I am wondering what instance type is best for a small cassandra cluster on AWS.
Define "small" :-D
Actually I'd like to compare, or have your opinion about the following instances:
- r5d.xlarge (4vCPU, 19ecu, 32GB ram and 1 NVMe instance store 150GB)
- Need to attach a 600/900GB ESB
- i3.xlarge (4vCPU, 13ecu, 30.5GB ram and 9.5TB NVMe instance store)
Both have up to 10Gb networking.
I see AWS mark i3 as the NoSQL DB instances nevertheless r5d seems bit better CPU wise. Putting a decently sized gp2 EBS I should have enough IOPS especially we think to put commitlog and such on the 150GB NVMe storage.
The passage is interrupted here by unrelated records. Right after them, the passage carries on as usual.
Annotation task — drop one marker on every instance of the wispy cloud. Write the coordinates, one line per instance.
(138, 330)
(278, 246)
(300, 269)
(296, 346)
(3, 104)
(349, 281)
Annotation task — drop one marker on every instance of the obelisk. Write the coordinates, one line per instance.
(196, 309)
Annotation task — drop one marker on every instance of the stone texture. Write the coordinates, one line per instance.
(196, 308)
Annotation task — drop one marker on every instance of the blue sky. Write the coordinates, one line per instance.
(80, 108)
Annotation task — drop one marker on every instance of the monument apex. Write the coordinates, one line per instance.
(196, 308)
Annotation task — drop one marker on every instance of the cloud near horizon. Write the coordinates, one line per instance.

About the workload: mostly TWCS inserts and upserts on LCS.
So there is a number of trade-offs:
1. With EBS you have more flexibility when it comes to scaling compute power: you don't have to rebuild data directory from scratch. At the same time, EBS performance can be limited by the volume itself (it depends on volume type *and* size), and it can also be limited by instance type. You might not be able to reach max throughput of a big volume with a small instance attached.
2. I didn't try to run Cassandra with i2 or i3 instances. These are optimized for a lot of random IO, though with Cassandra what you should be seeing is mostly sequential IO, so I'm not sure you're going to utilize the NVMes fully. Some AWS features, like auto-recovery, only work with instances using EBS-backed storage exclusively.